Mollusk

集積所。

『雨に唄えば』の雨は誰のものか

 劇映画において、「雨」はしばしば、登場人物の悲しみや、それに伴う涙を表現するモチーフとして用いられる。外的世界の様態に内面の感情を託すという意味で、この演出は表現主義的なものだと言えるだろう。

 このような演出は伝統的だが、使い古されたものでもある。今日では雨を涙の表象として用いることは憚られるのかもしれないし、映画において雨が表現しているのは登場人物の悲しみだけとは限らない。しかし、上記のような演出が一つのクリシェとして数々の映画の中で機能してきたこともまた事実である。

 映画史における「雨」について思いを馳せれば様々な作品が想起される。

 『ブレードランナー』において、2019年のロサンゼルスに降り注ぐ酸性雨、『七人の侍』の合戦シーンに迫力を添える墨混じりの雨、ショーシャンクの空に』のクライマックスにおける「洗礼=生まれ直し」を象徴し第二の人生の始まりを暗示する豪雨、『シェルブールの雨傘』の……
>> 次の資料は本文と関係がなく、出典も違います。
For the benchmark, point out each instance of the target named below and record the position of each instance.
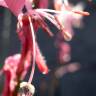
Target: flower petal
(2, 3)
(15, 5)
(40, 61)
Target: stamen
(34, 51)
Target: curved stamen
(34, 51)
(63, 12)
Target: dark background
(83, 47)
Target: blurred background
(76, 76)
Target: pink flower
(10, 69)
(16, 66)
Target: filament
(34, 51)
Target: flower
(70, 19)
(30, 15)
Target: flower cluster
(31, 15)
 しかし、何と言っても映画史上名高い「雨」と言えば、『雨に唄えば』のものをおいて他にないだろう。ジーン・ケリーによる雨中のダンスシーンは、多幸感に満ちており、映画全体を象徴する名場面とされている。

 あの場面では、劇映画において雨が通常担わされる役割(キャラクターの悲劇的心情の表現)が逆手に取られている。雨の中で歌うジーン・ケリーの表情には何の悲劇的な様相も浮かんでおらず、それは、それが雨の中の出来事であるだけに観客に一層鮮烈な印象を与えるだろう。

 また、雨は「可視化された重力」でもあり、ジーン・ケリーの素晴らしいタップダンスは、雨の存在によって「重力との戯れ」という意味合いを強調し始めるのだ。

 彼はあの場面において、雨が表現する「劇映画のコード」と「重力」から自由であろうとしている。もちろんその身を雨に濡れるに任せるということは非日常的な行為でもあり、その事実もあの場面に満ち溢れる幸福感の原因の一つだと言えるだろう。(この束の間のダンスは警官という権威によって終わりを告げられるのだが)。

 上記のように、『雨に唄えば』における雨中のダンスシーンは確かに限りなく華やかなもののように思える。しかし、その華やかさは物語の悪役を一身に引き受けたリナ・ラモント(ジーン・ヘイゲン)の犠牲の上に成り立つものだ。

 『雨に唄えば』は、映画が声を獲得しようとしつつある時代のハリウッドを舞台にした、言わば内幕モノのミュージカル映画である。

 サイレント映画からトーキーへという転換期に立たされた俳優たちはそれぞれに時代の変化に対応しようとするが、リナはその畸形的声質によってトーキー映画に適応することができない。そんな彼女が物語上の悪役を担わされる展開からは「個性の否定」や「普通」の押し付けのようなものが感じられるのだ(彼女の性格が悪いという事実は問題ではない)。トーキー映画に適応できた主人公たちの人生の華やかさが強調されればされるほど、時代に適応できなかったリナの哀れさがより強く感じられるだろう。

 そう考えると、あの場面でジーン・ケリーがその身に浴びる雨は「はぐれもの」としての彼女が人知れず流した涙を象徴しているかのように思えてならないのだ。

 もし、『雨に唄えば』がリメイクされるのならば、それはリナを主役に据えたものとなるだろう。そして、雨に洗い流されることで彼女は主役の座を取り戻すのだ。